Jones steps forward- carefully, warily- and, after setting the mail down on the table, sticks a hand into each of his pockets. What he brings out both surprises Jake and doesn't.

The boy sets fistfuls of cash on the table, along with a few trinkets and one particularly nice necklace that looks like it's worth a few hundred dollars.

The man picks it up, studying it. "I suppose you've done okay today. You can go."

Jones turns, and- through a complete fluke- he slips. He scrambles to his feet, but the man- who must be his father, now that Stone thinks about it- has seen something. "What's under your pant leg, boy?"

Jones stares at his father with an expression of terror on his face, and the man takes a menacing step forward. With trembling hands, the boy brings the letter out and offers it to the man. Jones' father takes it and golden letters appear as a voice sounds- it's an invitation to interview for a prestigious position at the Metropolitan Public Library.

Jake realizes in disbelief that this kid- this scrawny, underfed, terrified kid- is being invited to be a Librarian at his age. Beside him, Ezekiel turns. He grabs Jake's arm as his father begins to shout.

Jake follows the younger man out of the house, catching the first words of Ezekiel's father as he tears up the letter. "You think this is for you? This was a mistake, boy. People like you don't get invitations to libraries!"

The yelling continues, muffled by the distance and wood between them, as Jake and Ezekiel stand outside. Ezekiel's staring at the ground, his shoulders hunched. When the yelling reaches its pitch, he flinches ever-so-slightly.

Jake feels sick.

Jones dashes out of the house, and Jake can't help but ask, "Did you ever go back?"

Ezekiel shakes his head as he stares after Jones. "No."

The scenery around them ripples, then fades to black, then turns into a different setting.

* * *

It's nighttime, and they're somewhere that's obviously not Melbourne. Jake spots a familiar clock tower in the distance. "We're in London?"

Ezekiel nods. "Yeah. Stole enough to get a plane ticket over here. Took me a few years to do that and look old enough to fly alone, but..." He trails off with a shrug.

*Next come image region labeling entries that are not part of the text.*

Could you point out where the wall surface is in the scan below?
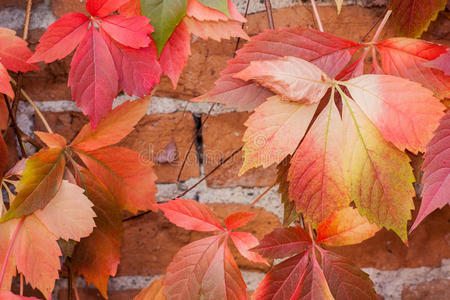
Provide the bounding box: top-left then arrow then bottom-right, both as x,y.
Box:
0,0 -> 450,300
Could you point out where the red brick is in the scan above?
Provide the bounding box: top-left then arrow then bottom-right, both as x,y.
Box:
35,111 -> 200,183
118,204 -> 280,276
402,278 -> 450,300
202,112 -> 276,187
52,0 -> 87,17
334,202 -> 450,270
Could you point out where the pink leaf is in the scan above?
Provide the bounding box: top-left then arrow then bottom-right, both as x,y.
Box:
69,27 -> 118,128
225,211 -> 256,230
159,19 -> 191,89
230,232 -> 269,265
344,75 -> 445,154
100,15 -> 153,49
410,111 -> 450,232
251,226 -> 312,258
158,199 -> 224,231
86,0 -> 129,18
105,31 -> 161,97
28,13 -> 89,63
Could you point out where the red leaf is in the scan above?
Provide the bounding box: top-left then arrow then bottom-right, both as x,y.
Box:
196,27 -> 361,110
28,13 -> 89,63
0,27 -> 39,72
70,98 -> 150,151
410,111 -> 450,232
158,199 -> 224,231
0,60 -> 14,101
389,0 -> 447,37
252,252 -> 312,300
225,211 -> 256,230
100,15 -> 153,49
86,0 -> 129,18
316,207 -> 380,246
376,38 -> 450,97
320,250 -> 377,300
72,170 -> 123,297
424,48 -> 450,76
105,36 -> 161,97
164,235 -> 222,300
76,147 -> 158,213
34,131 -> 67,148
201,239 -> 247,300
159,19 -> 191,89
69,26 -> 118,128
119,0 -> 141,18
251,226 -> 312,258
230,232 -> 269,265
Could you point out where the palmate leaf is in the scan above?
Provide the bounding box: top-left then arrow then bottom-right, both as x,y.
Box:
410,111 -> 450,231
159,199 -> 267,300
252,225 -> 375,300
0,181 -> 95,298
389,0 -> 447,38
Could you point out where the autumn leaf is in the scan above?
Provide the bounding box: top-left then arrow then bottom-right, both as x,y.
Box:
71,170 -> 123,297
389,0 -> 447,38
316,207 -> 380,246
28,13 -> 89,63
197,27 -> 361,110
376,38 -> 450,98
239,96 -> 317,175
70,97 -> 150,151
0,148 -> 66,222
133,277 -> 166,300
410,111 -> 450,232
76,147 -> 158,213
341,94 -> 415,241
141,0 -> 187,54
287,101 -> 351,225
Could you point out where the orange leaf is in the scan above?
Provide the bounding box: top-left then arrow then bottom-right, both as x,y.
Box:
70,97 -> 150,151
317,207 -> 380,246
0,148 -> 66,222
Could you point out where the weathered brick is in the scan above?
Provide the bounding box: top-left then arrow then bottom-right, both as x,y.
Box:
328,201 -> 450,270
52,0 -> 87,17
118,204 -> 280,276
202,112 -> 276,187
119,112 -> 200,183
402,278 -> 450,300
35,111 -> 200,183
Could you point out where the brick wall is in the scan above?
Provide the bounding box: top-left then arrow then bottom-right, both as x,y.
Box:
0,0 -> 450,300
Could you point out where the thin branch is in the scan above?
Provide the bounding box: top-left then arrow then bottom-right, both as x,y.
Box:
3,97 -> 27,158
250,181 -> 277,208
311,0 -> 323,32
264,0 -> 275,29
122,146 -> 243,222
11,79 -> 53,133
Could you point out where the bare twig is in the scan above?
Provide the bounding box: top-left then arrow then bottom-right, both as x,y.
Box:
264,0 -> 275,29
3,97 -> 27,158
122,146 -> 243,222
311,0 -> 323,32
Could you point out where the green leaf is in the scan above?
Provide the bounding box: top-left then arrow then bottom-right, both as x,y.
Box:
0,148 -> 66,222
199,0 -> 231,18
141,0 -> 187,55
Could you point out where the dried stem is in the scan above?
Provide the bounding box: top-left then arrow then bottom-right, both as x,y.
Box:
264,0 -> 275,29
371,10 -> 392,43
311,0 -> 323,32
3,97 -> 27,158
122,146 -> 242,222
11,79 -> 53,133
0,217 -> 25,286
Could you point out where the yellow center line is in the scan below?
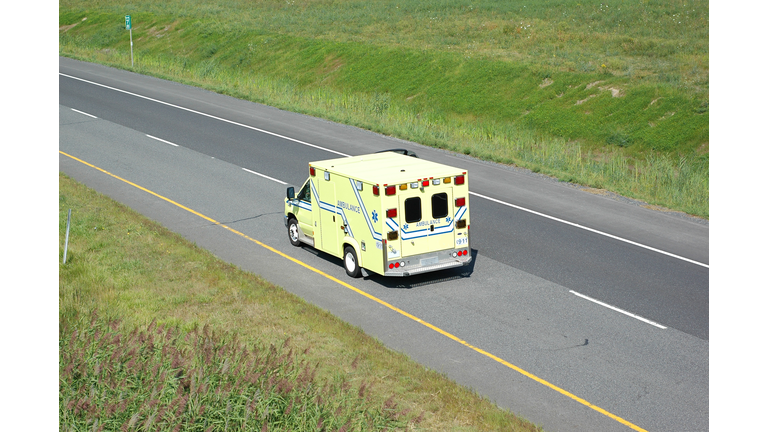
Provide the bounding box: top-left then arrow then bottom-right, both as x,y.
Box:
59,150 -> 648,432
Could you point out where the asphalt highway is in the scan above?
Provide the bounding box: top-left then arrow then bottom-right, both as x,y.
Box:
59,58 -> 709,431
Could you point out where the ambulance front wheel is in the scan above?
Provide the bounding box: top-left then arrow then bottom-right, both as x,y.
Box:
288,218 -> 301,246
344,246 -> 362,278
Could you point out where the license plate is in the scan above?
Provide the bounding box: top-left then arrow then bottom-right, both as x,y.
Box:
419,257 -> 440,266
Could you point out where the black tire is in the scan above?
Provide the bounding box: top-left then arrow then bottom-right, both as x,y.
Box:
288,218 -> 301,246
343,246 -> 362,278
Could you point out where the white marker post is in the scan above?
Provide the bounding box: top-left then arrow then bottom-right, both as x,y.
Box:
125,15 -> 133,67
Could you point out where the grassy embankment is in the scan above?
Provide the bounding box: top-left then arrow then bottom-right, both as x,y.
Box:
59,0 -> 709,217
59,171 -> 539,431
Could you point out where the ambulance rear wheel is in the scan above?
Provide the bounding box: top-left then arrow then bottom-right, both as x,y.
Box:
288,218 -> 301,246
344,246 -> 362,278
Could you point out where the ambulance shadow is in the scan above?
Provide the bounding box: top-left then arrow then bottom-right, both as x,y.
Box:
363,249 -> 478,289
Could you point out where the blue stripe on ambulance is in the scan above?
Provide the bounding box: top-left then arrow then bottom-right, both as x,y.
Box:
400,206 -> 467,240
349,178 -> 381,241
310,180 -> 355,238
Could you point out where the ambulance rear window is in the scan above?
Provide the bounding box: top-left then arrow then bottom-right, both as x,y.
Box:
432,192 -> 448,219
403,197 -> 421,223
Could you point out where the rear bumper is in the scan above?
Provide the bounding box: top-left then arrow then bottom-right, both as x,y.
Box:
384,250 -> 472,277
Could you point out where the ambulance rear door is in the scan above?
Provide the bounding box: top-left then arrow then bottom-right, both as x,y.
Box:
400,181 -> 455,257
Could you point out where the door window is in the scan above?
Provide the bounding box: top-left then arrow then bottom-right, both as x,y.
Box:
297,182 -> 312,202
404,197 -> 421,223
432,192 -> 448,219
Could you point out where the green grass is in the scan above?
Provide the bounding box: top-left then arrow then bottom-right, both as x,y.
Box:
59,174 -> 540,431
59,0 -> 709,217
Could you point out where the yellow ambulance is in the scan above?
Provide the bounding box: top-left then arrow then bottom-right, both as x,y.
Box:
285,152 -> 472,277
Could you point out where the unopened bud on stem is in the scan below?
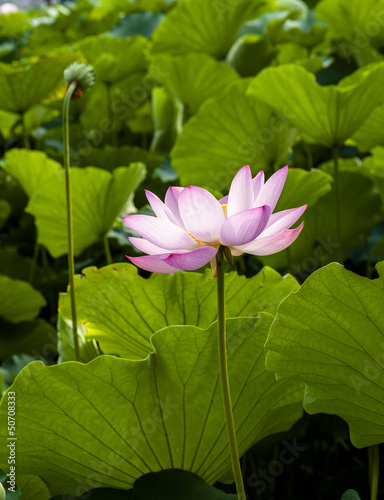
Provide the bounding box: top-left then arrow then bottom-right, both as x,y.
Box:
64,62 -> 95,101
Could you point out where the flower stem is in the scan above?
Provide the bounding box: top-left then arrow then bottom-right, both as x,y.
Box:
21,115 -> 31,149
368,444 -> 380,500
216,246 -> 246,500
63,82 -> 80,361
104,236 -> 112,265
333,147 -> 341,260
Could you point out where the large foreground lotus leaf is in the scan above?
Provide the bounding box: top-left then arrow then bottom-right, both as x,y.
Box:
0,313 -> 303,495
0,275 -> 46,323
150,54 -> 239,115
26,163 -> 145,257
0,53 -> 76,113
266,263 -> 384,448
76,36 -> 148,84
152,0 -> 266,59
171,80 -> 297,191
50,469 -> 238,500
248,63 -> 384,147
59,264 -> 298,359
1,148 -> 62,197
10,474 -> 50,500
0,318 -> 57,361
261,172 -> 381,279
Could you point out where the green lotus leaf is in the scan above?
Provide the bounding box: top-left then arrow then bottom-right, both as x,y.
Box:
0,53 -> 76,114
152,0 -> 265,59
351,104 -> 384,152
0,313 -> 303,495
26,163 -> 145,257
57,316 -> 99,363
0,318 -> 57,361
319,152 -> 384,204
150,87 -> 178,154
1,148 -> 63,197
316,0 -> 384,48
0,200 -> 12,229
260,172 -> 381,274
10,474 -> 51,500
150,54 -> 239,116
274,168 -> 333,212
59,264 -> 298,359
0,275 -> 46,323
0,109 -> 19,140
106,12 -> 164,38
0,11 -> 31,37
226,34 -> 277,77
248,63 -> 384,147
77,143 -> 160,171
266,263 -> 384,448
75,36 -> 148,84
0,464 -> 22,500
171,80 -> 297,191
4,149 -> 145,257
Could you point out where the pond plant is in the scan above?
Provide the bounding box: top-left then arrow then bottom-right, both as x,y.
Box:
0,0 -> 384,500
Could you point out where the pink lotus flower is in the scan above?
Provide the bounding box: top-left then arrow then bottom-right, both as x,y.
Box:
123,166 -> 307,273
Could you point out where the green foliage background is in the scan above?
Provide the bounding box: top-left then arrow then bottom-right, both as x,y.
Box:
0,0 -> 384,500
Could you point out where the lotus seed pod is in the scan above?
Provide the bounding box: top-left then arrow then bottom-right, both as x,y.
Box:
64,62 -> 95,92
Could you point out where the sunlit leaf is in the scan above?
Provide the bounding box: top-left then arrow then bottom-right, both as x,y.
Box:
171,80 -> 297,191
0,313 -> 303,495
261,172 -> 381,279
59,264 -> 298,359
0,53 -> 76,114
266,263 -> 384,448
107,12 -> 164,38
226,34 -> 277,77
351,100 -> 384,152
1,148 -> 62,197
0,320 -> 57,361
152,0 -> 265,59
57,316 -> 99,363
26,163 -> 145,257
75,36 -> 148,84
150,54 -> 238,116
0,275 -> 45,323
150,87 -> 177,154
248,63 -> 384,147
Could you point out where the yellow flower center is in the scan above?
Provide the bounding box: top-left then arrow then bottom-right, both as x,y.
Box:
184,205 -> 227,248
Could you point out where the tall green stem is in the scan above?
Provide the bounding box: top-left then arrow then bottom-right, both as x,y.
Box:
63,82 -> 80,361
333,147 -> 341,258
21,115 -> 31,149
104,236 -> 112,264
216,246 -> 246,500
368,444 -> 380,500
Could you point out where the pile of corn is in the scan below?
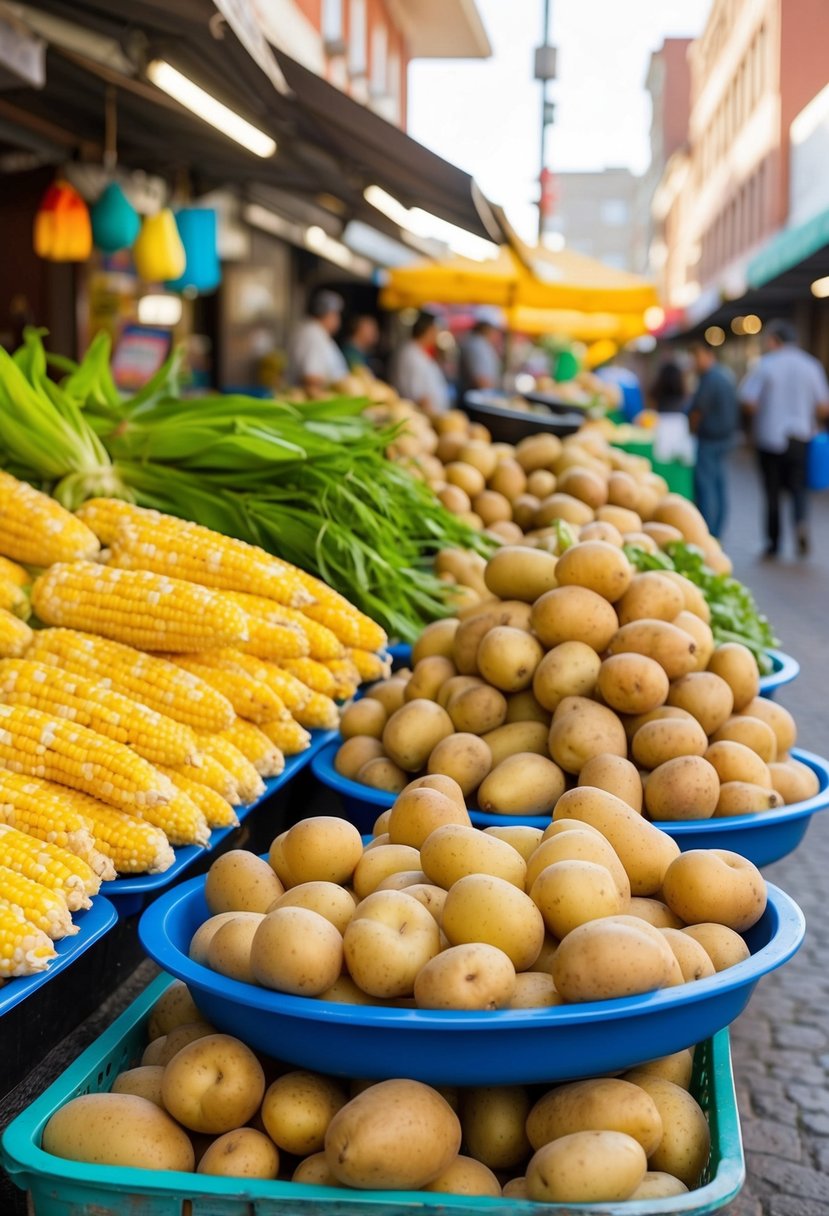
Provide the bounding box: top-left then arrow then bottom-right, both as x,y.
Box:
0,473 -> 388,983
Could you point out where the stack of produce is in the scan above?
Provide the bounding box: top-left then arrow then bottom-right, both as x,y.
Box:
335,537 -> 817,821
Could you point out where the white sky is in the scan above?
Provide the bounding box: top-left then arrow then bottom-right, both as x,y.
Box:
408,0 -> 711,238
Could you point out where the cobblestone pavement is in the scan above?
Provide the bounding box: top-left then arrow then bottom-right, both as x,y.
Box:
723,452 -> 829,1216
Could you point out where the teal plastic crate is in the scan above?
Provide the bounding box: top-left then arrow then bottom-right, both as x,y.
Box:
1,975 -> 745,1216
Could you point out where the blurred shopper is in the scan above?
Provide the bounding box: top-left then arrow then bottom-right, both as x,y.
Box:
649,359 -> 688,413
739,321 -> 829,558
287,292 -> 349,393
391,313 -> 450,415
458,310 -> 503,402
689,342 -> 740,536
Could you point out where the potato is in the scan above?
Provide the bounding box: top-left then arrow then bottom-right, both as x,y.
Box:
616,570 -> 686,625
532,641 -> 602,710
551,914 -> 677,1003
162,1035 -> 265,1136
707,642 -> 760,714
415,941 -> 515,1009
478,751 -> 565,815
334,729 -> 384,781
251,907 -> 343,992
682,921 -> 751,972
530,860 -> 627,939
383,698 -> 452,772
421,823 -> 526,890
204,849 -> 284,916
342,891 -> 440,997
526,1077 -> 662,1156
631,715 -> 709,769
626,1070 -> 711,1188
549,697 -> 627,773
553,786 -> 679,899
644,749 -> 720,821
442,874 -> 545,972
112,1064 -> 164,1109
579,751 -> 642,811
449,685 -> 507,742
662,849 -> 766,929
326,1081 -> 461,1190
43,1093 -> 196,1173
530,586 -> 619,651
261,1070 -> 349,1156
526,1132 -> 648,1204
384,786 -> 470,846
602,618 -> 695,680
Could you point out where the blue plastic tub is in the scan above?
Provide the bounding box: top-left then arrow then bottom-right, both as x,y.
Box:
0,895 -> 118,1018
139,877 -> 805,1085
101,731 -> 338,916
2,975 -> 745,1216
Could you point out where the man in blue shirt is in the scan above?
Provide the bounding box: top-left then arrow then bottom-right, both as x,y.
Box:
740,321 -> 829,558
688,340 -> 740,536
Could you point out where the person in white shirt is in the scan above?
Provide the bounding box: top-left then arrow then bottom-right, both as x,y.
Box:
391,313 -> 450,416
287,292 -> 349,393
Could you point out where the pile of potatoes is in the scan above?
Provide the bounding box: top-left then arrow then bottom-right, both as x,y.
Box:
334,537 -> 818,822
43,983 -> 710,1203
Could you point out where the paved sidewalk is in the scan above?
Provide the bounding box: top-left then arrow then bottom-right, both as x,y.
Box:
723,452 -> 829,1216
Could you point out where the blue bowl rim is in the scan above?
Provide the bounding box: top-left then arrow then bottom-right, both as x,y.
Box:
139,876 -> 806,1031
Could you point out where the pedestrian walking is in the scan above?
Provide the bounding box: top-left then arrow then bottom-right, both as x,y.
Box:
739,321 -> 829,558
688,342 -> 740,537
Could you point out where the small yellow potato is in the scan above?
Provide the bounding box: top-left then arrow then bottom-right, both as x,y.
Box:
526,1132 -> 648,1204
644,749 -> 720,821
162,1035 -> 265,1136
662,849 -> 766,929
204,849 -> 284,916
597,654 -> 670,714
441,874 -> 545,972
478,751 -> 565,815
532,642 -> 602,710
326,1081 -> 461,1190
682,922 -> 751,972
261,1070 -> 349,1156
579,751 -> 642,811
342,891 -> 440,997
196,1127 -> 280,1178
250,907 -> 343,992
526,1077 -> 662,1156
415,941 -> 515,1009
43,1093 -> 196,1173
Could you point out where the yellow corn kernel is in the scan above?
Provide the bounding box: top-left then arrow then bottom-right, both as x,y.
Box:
26,629 -> 236,732
0,902 -> 57,980
32,562 -> 248,651
0,823 -> 101,912
0,473 -> 101,567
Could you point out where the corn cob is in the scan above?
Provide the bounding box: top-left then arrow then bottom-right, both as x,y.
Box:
25,629 -> 236,733
170,651 -> 284,722
78,499 -> 312,607
0,473 -> 101,565
0,659 -> 198,765
0,769 -> 117,882
0,608 -> 34,659
259,717 -> 311,756
202,734 -> 265,803
0,705 -> 175,812
220,717 -> 284,777
0,903 -> 57,979
32,562 -> 248,651
162,769 -> 241,828
0,866 -> 78,941
0,823 -> 101,912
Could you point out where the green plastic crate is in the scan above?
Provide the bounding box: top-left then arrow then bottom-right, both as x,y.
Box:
2,975 -> 745,1216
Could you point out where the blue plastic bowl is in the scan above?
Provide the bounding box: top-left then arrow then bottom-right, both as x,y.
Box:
139,877 -> 806,1085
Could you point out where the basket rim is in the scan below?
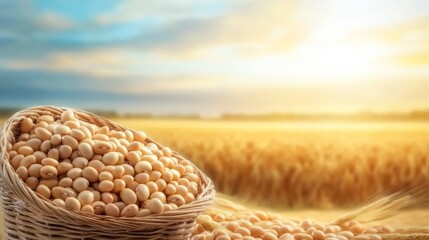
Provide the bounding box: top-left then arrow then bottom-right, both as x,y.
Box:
0,105 -> 215,228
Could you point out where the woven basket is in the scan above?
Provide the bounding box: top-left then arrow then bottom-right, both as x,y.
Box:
0,106 -> 215,240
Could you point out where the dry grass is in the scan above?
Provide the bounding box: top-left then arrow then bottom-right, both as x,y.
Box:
0,119 -> 429,209
0,116 -> 429,238
113,119 -> 429,208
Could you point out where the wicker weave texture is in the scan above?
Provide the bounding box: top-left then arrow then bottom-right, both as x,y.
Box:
0,106 -> 215,240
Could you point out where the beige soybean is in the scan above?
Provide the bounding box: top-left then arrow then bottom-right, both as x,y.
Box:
155,178 -> 167,192
164,184 -> 176,196
92,141 -> 112,155
136,208 -> 151,217
81,205 -> 94,213
36,184 -> 51,198
51,186 -> 65,198
34,127 -> 52,141
112,179 -> 126,193
72,157 -> 89,169
64,120 -> 80,129
82,166 -> 98,183
88,159 -> 106,172
79,126 -> 92,139
121,164 -> 135,176
58,177 -> 73,188
134,161 -> 152,173
52,198 -> 66,208
58,145 -> 73,159
148,198 -> 164,214
65,197 -> 81,211
21,118 -> 34,133
51,134 -> 62,146
62,135 -> 79,151
91,201 -> 106,215
121,175 -> 134,186
40,140 -> 52,153
134,131 -> 147,142
25,177 -> 39,190
10,154 -> 24,169
61,110 -> 75,123
98,172 -> 113,182
167,194 -> 185,206
78,142 -> 94,159
120,188 -> 137,204
57,161 -> 73,174
92,133 -> 109,142
40,165 -> 58,178
136,184 -> 150,202
149,171 -> 162,181
151,160 -> 164,173
47,148 -> 60,160
77,190 -> 94,206
127,151 -> 140,166
73,177 -> 89,192
121,204 -> 139,217
149,192 -> 167,203
27,138 -> 42,151
70,129 -> 86,141
98,180 -> 115,192
67,168 -> 82,180
17,145 -> 34,156
16,166 -> 28,181
39,178 -> 58,189
146,181 -> 158,193
112,166 -> 125,179
127,142 -> 142,151
19,155 -> 36,168
40,158 -> 59,167
134,173 -> 149,183
161,170 -> 173,183
113,202 -> 127,212
104,203 -> 121,217
54,125 -> 70,136
101,192 -> 115,204
102,152 -> 119,165
37,115 -> 55,123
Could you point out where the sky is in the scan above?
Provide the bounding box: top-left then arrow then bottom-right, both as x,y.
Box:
0,0 -> 429,116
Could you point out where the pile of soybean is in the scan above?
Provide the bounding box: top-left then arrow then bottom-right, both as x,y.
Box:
8,110 -> 200,217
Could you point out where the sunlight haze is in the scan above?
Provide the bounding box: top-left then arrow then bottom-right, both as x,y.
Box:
0,0 -> 429,115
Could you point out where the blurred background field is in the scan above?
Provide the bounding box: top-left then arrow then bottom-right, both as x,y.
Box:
0,0 -> 429,231
1,117 -> 429,227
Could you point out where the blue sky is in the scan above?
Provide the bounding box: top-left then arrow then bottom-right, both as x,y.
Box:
0,0 -> 429,115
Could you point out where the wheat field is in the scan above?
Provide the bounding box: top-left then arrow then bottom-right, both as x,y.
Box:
116,119 -> 429,209
0,118 -> 429,232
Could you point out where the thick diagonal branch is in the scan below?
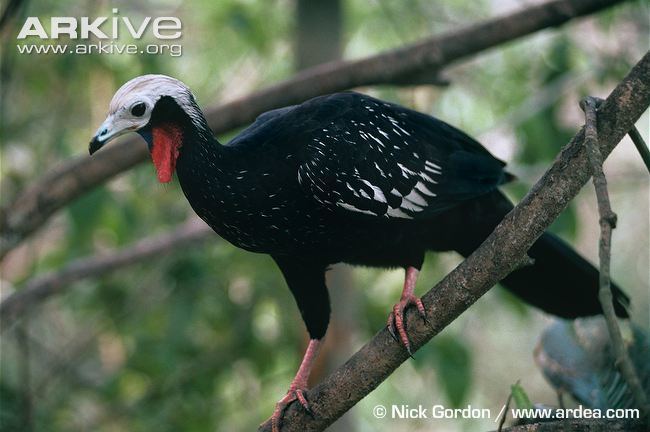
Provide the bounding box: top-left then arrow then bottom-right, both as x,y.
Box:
0,0 -> 622,258
260,53 -> 650,432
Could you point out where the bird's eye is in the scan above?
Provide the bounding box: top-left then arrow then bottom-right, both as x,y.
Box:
131,102 -> 147,117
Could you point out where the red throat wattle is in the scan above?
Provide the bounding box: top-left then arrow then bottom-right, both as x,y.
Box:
151,124 -> 183,183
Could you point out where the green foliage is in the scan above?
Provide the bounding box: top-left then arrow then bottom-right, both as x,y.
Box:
510,382 -> 533,409
416,333 -> 472,407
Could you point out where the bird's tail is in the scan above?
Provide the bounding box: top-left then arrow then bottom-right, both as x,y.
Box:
454,191 -> 630,318
501,233 -> 630,318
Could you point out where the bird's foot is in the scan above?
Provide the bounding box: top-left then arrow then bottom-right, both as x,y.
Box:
271,385 -> 314,432
387,294 -> 428,357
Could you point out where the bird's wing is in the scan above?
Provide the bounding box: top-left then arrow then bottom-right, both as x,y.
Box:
294,93 -> 508,219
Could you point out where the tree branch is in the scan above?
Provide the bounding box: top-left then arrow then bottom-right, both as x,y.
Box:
580,97 -> 650,415
0,219 -> 209,332
260,53 -> 650,432
0,0 -> 622,258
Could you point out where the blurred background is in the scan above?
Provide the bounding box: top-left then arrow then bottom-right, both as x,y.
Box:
0,0 -> 650,432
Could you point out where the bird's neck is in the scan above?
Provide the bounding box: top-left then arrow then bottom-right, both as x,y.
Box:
139,97 -> 232,184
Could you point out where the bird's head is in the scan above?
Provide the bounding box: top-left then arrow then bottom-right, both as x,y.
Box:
88,75 -> 204,183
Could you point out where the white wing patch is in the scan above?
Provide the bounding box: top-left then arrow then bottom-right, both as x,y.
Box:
298,101 -> 442,219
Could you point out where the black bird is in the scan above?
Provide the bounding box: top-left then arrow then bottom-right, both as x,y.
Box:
89,75 -> 629,431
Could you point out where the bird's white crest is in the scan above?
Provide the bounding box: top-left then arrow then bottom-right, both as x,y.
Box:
108,74 -> 200,120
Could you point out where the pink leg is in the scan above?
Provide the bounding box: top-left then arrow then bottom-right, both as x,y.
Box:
271,339 -> 321,432
388,267 -> 427,356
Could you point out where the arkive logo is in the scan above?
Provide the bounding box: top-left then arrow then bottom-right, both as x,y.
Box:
17,9 -> 182,39
16,8 -> 182,57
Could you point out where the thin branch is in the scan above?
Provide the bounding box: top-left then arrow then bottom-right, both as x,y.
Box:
0,219 -> 210,332
0,0 -> 622,258
580,97 -> 650,415
496,419 -> 647,432
260,53 -> 650,432
630,127 -> 650,172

An older Jones comes into sight. He's around fourteen, and is dressed with slightly better clothes. They look like they've come out of the Salvation Army bin, though, and are still old. A sharp wind blows through the alley and Jones shivers. Jake finds, weirdly, that he doesn't feel a thing. He then realizes that, since it's a memory, nothing here can affect him.

It's oddly comforting.

Jones looks around the deserted alley, then ducks into a nearby doorway. He brings out a few tools from his pockets, and picks the lock without trouble. He reemerges from the house a few minutes later, stumbling backwards as a large, furious man looms over him. There's a bruise already growing on his face, and the way he's moving suggests cracked ribs.

Jones' pale face peers up at the larger man, and Ezekiel stares at his past self with a strange expression on his face.

If Jake had to guess, he'd say it's somewhere between anger and sadness, with a bit of disgust.

The man's yelling something- the words amount to "Good for nothing, hopeless little rat," but with many more curses thrown in.

Jones turns and flees.

* * *

 

The scene changes again, this time turning to the outside of a museum. Jones, around sixteen this time, slides out of the shadows near Ezekiel and Jake while staring at something in his hand with a tiny grin on his face.

It's an old Egyptian artifact. What, exactly, Jake can't tell, but his attention is drawn away from it when a large black van appears.

Jones' gaze shoots up and he turns to flee. Beside the Librarian, Ezekiel stiffens. A moment later, there's the unmistakable sound of a gun cocking and the boy freezes immediately.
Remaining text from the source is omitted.